An especially ill-conceived recommendation is point VII.22, which calls on companies to “protect sites where scientific studies are underway, including from…seismic activity.” Although apparently reasonable, when combined with the non-interference principle of the Outer Space Treaty, this concept can easily be used to national advantage. For example, country A places scientific probes on a large number of asteroids, and then warns others to avoid those asteroids. Later, some of those probes are replaced by mining machines by country A. In effect, scientific probes can be used to “appropriate” territory, which is prohibited by the Outer Space Treaty. We need to be extremely careful that, as we craft agreements stipulating what “non-interference” means, we do not create a mechanism for the inexpensive acquisition of vast territory and wealth. In fact, we probably need almost the opposite understanding—the presence of a science probe on an asteroid should result in minimal impediments to mining operations on that asteroid, other than that the mining operation must not physically damage the probe or prevent it from reporting back data. As a practical reality there are vast numbers of asteroids available for scientific exploration and no valid argument that supports many being set aside for science. There are zones on the Moon where, for historical reasons, it is desirable that development be limited, but these areas are a tiny fraction of the lunar equatorial region.

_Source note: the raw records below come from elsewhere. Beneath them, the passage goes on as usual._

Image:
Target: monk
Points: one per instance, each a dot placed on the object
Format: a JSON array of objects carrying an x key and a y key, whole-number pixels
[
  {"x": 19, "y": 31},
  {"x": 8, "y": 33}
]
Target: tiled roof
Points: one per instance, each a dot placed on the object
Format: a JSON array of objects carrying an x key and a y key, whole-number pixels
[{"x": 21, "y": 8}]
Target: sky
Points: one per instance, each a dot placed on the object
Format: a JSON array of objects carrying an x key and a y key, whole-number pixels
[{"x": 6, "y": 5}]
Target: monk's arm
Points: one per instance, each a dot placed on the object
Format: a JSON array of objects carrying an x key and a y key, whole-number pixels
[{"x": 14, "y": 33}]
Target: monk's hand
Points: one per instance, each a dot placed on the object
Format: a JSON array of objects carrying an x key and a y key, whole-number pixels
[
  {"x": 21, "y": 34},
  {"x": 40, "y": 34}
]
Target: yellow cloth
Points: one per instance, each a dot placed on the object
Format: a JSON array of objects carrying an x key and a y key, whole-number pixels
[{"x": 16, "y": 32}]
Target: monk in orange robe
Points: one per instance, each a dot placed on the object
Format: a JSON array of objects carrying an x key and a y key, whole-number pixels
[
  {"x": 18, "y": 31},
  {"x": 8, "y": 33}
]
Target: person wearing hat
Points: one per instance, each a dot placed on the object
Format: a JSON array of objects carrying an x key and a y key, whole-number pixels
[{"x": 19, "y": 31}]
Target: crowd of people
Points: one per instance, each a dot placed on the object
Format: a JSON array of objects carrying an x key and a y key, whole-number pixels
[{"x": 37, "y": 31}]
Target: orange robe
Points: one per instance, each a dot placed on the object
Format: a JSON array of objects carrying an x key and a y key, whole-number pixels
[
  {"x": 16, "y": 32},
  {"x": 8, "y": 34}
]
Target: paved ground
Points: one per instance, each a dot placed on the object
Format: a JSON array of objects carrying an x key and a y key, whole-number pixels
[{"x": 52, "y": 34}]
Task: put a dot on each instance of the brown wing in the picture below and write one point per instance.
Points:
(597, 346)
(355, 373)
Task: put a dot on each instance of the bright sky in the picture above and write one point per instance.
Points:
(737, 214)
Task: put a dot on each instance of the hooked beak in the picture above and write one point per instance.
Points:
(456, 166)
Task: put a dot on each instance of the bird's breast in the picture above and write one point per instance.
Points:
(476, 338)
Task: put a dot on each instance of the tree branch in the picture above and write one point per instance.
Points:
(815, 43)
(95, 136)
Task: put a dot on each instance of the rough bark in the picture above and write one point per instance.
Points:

Last but not least, we come to VII.23, which says that “all space mining activities stop immediately if biosignatures are detected.” If the intent of this was the prevention of harm to human life it might be relevant, but the Vancouver group is proposing that all mining equipment have a general ability to detect, and the avoid, areas with biosignatures. These can be as minimal as complex organic molecules depending on the definition applied. It is hard to imagine a more onerous tax on space mining than this one, which would require all mining operations to act as sophisticated, complex probes searching for alien life. My suggestion is that scientific groups and organizations that want to perform such a search should build the equipment and propose to ride-share with mining equipment, but only with the permission of the mining organization—not as an operational requirement.
We do need an elaboration of the Outer Space Treaty non-interference principle to guide safe and sustainable space mining, but the Vancouver Recommendations are far off the mark. More work, intelligently crafted and with support from the commercial space sector, is needed.